Jurnalnetizen.com – Presiden AS Donald Trump mengancam akan mengenakan tarif tambahan sebesar 10 persen kepada negara-negara yang berpihak pada BRICS sebelum Washington menandatangani kesepakatan senilai $34 miliar dengan Indonesia.
Presiden Prabowo Subianto dan para pemimpin BRICS lainnya saat ini berada di Rio de Janeiro untuk melakukan pembicaraan selama dua hari. Pertemuan tersebut menghasilkan deklarasi Rio de Janeiro yang secara tidak langsung mengecam kebijakan tarif timbal balik AS, bahkan menyebut tindakan tersebut tidak sesuai dengan aturan yang ditetapkan oleh Organisasi Perdagangan Dunia (WTO). Dokumen ini, yang tidak secara langsung menyebutkan AS, tampaknya telah membuat Trump gusar saat ia mengecam BRICS di media sosial.

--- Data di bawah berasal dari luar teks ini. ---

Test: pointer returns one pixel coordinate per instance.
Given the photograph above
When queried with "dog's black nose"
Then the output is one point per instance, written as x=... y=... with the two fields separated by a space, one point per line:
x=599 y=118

“Negara mana pun yang berpihak pada kebijakan anti-Amerika BRICS akan dikenakan tarif tambahan sebesar 10 persen. Tidak akan ada pengecualian untuk kebijakan ini,” tulis Trump dalam sebuah posting Truth Social pada hari Minggu.
Trump tidak menjelaskan lebih lanjut apa yang dimaksudnya dengan “kebijakan anti-Amerika”, meskipun komentar tersebut muncul tak lama setelah deklarasi Rio de Janeiro keluar. Anggota BRICS meliputi Brasil, Rusia, India, Tiongkok, dan Afrika Selatan. Blok tersebut juga telah berkembang dengan Mesir, Uni Emirat Arab, Iran, Ethiopia, dan Indonesia. Trump telah mengkritik BRICS, bahkan mengancam akan mengenakan tarif 100 persen pada barang-barang yang berasal dari anggota kelompok tersebut jika mereka membuat mata uang saingan untuk dolar.
Sama seperti negara-negara lain di dunia, negara-negara BRICS akan menghadapi kenaikan tarif tambahan atas barang-barang mereka yang dikirim ke AS sebagai bagian dari kebijakan “tarif timbal balik” Trump yang terkenal. Bea tambahan ini telah dimulai sebesar 10 persen untuk mitra dagang Washington, tetapi Trump telah mengancam akan menaikkan kenaikan tarif pada beberapa negara. Indonesia akan menghadapi tarif timbal balik tambahan sebesar 32 persen salah satu yang tertinggi dalam kelompok BRICS.
Ancaman terbaru Trump juga muncul menjelang penandatanganan nota kesepahaman (MoU) antara Indonesia dan mitra bisnis Amerika pada tanggal 7 Juli atau Senin. Kepala negosiator dan menteri senior Airlangga Hartarto mengatakan bahwa MoU senilai $34 miliar akan mencakup komitmen Indonesia untuk membeli lebih banyak bahan bakar dan produk pertanian Amerika, serta rencana investasi yang melibatkan dana kedaulatan Danantara. MoU tersebut merupakan bagian dari upaya Jakarta untuk mencapai kesepakatan keringanan tarif dengan AS. Pembelian bahan bakar yang diusulkan saja bernilai sekitar $15,5 miliar.
Ekonom senior Bhima Yudhistira baru-baru ini mengatakan kepada Jakarta Globe bahwa Indonesia harus berhati-hati dengan rencana impor bahan bakar AS. Ia berkata: “Indonesia perlu memastikan bahwa bahan bakar apa pun yang diimpor dari AS, termasuk gas minyak cair [LPG], lebih murah daripada pemasok kami yang ada.”
Trump telah memberi mitra dagang waktu negosiasi hingga 9 Juli, tetapi ada rencana untuk memberlakukan tarif yang lebih tinggi pada 1 Agustus.